ディープラーニングは、数百年の時を超えて植物標本の中から新種を発見できるかもしれない

機械学習のテクニックは、大量のデータを掘り下げて行かなければならない状況で、そこそこ十分な品質の仕事を素早く行うことが必要なときに役立つ。この技術が、世界中に保存されている、膨大な植物標本のバックログを扱うために、大変優れている方法であることがわかった。数百万もの標本たちが、デジタル化され識別されるのを待っているのだ。その中にはまだ科学によって同定されていないものも含まれている可能性がある。

世界中にはそのようなコレクションが数千以上も存在していて、上に示したような標本が3億5000万点余り収蔵されている。それらの中には数万もの新種が隠されているのではないかと考えられている、しかしそれらの標本全てを、手作業で入念に調べ上げ、最新の分類へと整理し直ための労働コストは、恐ろしく高額なものになる。

それだけではなく、徐々に消滅しつつある植物の収蔵庫たちにある貴重な情報は、ますますデジタルファースト化されていく科学コミュニティの中で役立てるために、現代化を進める必要がある。

そこでディープラーニングシステムの出番だ。コスタリカ工科大学およびフランス国際開発農業研究センターの研究者たちは、そのテクノロジーを、こうした膨大なデータ集に対して適用すべき時が来たと感じた。

彼らは、植物サンプルの画像25万個を用いて植物同定アルゴリズムを訓練し、それを用いて新しい標本シートの同定を行わせた。それは人間の専門家が選んだ種を、5回のうち4回は正確に同定し、アルゴリズムによる更なる数回の推測で正答率は90%に高まった。

読者がどの分野で仕事をしているかによって、そうした結果は良いものとも悪いものとも解釈できるだろう。しかし、この種の作業は科学であると同時にアートでもあり、対象の種の標本のばらつきはとても大きいため、2人の分類学者が異なる結論に至ることもあり得る。なので、最初の段階でほとんどの場合に正しい結果が得られるならば、それは本当に素晴らしい結果なのだ。そしてもしうまく同定されない場合は、もちろん、未知の種を示すかもしれないため、特に注意を注ぐべき対象だと印をつけておくことができる。

予期していなかったことだが、研究者たちは、アルゴリズムが例えばフランスの植物標本を使って訓練されていた場合でも、ブラジルの標本にも有効に適用できることを発見した。
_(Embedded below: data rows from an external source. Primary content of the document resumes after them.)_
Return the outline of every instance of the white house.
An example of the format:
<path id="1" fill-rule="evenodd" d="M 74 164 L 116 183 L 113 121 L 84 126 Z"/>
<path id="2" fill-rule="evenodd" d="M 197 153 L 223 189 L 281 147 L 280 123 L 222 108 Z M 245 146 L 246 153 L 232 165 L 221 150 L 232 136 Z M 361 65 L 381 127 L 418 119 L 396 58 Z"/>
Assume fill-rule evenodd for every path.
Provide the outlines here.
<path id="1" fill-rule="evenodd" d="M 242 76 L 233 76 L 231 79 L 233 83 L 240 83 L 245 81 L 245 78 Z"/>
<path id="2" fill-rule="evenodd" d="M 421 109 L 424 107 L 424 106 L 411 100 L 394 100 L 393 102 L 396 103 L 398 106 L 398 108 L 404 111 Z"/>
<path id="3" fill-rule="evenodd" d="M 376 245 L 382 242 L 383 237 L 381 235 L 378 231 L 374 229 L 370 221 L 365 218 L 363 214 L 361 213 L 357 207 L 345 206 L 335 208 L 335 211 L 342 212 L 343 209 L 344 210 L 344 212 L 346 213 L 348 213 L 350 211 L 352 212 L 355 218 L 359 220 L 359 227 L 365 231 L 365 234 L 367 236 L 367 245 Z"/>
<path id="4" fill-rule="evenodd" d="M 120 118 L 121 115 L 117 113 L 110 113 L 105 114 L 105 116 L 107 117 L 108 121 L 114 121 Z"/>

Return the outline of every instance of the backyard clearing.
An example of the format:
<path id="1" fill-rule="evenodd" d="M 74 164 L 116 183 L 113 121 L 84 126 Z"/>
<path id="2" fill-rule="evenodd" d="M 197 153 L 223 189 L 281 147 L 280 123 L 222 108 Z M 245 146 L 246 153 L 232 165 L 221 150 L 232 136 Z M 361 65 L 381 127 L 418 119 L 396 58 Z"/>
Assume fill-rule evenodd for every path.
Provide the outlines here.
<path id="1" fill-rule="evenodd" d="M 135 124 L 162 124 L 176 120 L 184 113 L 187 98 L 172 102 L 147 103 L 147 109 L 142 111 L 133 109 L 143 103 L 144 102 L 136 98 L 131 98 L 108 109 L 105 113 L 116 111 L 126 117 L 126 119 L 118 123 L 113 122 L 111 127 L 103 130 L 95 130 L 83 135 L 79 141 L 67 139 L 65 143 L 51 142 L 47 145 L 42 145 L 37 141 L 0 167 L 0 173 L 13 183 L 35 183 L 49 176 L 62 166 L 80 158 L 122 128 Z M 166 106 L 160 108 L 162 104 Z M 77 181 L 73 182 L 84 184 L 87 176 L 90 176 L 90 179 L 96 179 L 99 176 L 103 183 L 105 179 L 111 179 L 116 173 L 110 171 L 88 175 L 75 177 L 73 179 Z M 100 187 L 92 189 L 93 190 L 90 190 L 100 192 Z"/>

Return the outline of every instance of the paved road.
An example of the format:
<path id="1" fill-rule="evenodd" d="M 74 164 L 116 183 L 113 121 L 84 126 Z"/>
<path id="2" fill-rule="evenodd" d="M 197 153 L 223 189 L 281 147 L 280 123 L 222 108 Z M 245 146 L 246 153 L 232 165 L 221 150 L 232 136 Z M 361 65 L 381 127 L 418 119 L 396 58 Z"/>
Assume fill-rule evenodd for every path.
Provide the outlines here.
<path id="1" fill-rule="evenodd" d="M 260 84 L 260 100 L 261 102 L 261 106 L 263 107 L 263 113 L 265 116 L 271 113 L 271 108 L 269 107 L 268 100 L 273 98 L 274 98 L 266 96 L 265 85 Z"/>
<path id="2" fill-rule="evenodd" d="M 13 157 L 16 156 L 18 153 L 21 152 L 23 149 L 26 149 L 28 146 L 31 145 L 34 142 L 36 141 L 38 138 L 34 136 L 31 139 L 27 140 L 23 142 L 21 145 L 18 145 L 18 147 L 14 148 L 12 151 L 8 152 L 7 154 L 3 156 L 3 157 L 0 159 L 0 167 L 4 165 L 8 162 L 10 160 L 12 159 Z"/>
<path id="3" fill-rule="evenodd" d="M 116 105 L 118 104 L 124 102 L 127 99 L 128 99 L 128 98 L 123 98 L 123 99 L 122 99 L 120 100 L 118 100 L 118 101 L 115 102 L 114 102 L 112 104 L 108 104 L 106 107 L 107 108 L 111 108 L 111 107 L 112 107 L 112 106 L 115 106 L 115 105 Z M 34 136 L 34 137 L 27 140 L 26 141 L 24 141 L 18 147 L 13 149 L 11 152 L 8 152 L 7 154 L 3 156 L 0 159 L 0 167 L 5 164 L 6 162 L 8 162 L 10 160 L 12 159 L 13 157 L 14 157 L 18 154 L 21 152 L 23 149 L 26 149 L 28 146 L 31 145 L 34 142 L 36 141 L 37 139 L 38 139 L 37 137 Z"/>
この学習結果の有効な転移は関係者を安心させた、何故なら新しいシスムを初めから作る必要がなく、各コレクション毎あるいは植物標本のスタイルに合わせて調整する必要がないことを意味するからだ。

しかし、このシステムの専門知識は、フィールドで植物を識別するときに使うような生の葉のスキャン写真に対しては適用されなかった。乾燥と固定のプロセスは生の葉とは非常に異なる画像を生み出すので、システムが「学習した」ものは、未乾燥の葉には適用されなかったのだ。とはいえそれは予測されていたことであり、その科学的用途のための有効なシステムは既に別のものが使われている。

そしてご心配なく。これで植物学者が失業するという訳ではない。

「人びとは、この種の技術は、植物の専門知識の価値を低めることになるのでは、と感じています」と共同著者のPierre BonnetはNatureに語った 。「しかしこのアプローチは、人間の専門知識があるからこそ可能になっているだけに過ぎません。人間の専門知識が不要になることはないのです」。

システムの基礎が確立されたので、研究者たちはそれを拡大しようとしている。植物が収集された時期や場所、開花や成長などの段階に関するメタデータなどは、正確性を高め、新たな研究の機会を提供する。例えばある種類の葉のサイズが100年以上の気候変動の中でどのように変わって来たかを体系的に比較するなど。化石や動物標本のための同様のシステムも、このチームの成果を利用することができる。

この研究成果は、今週BMC Evolutionary Biology誌に掲載された。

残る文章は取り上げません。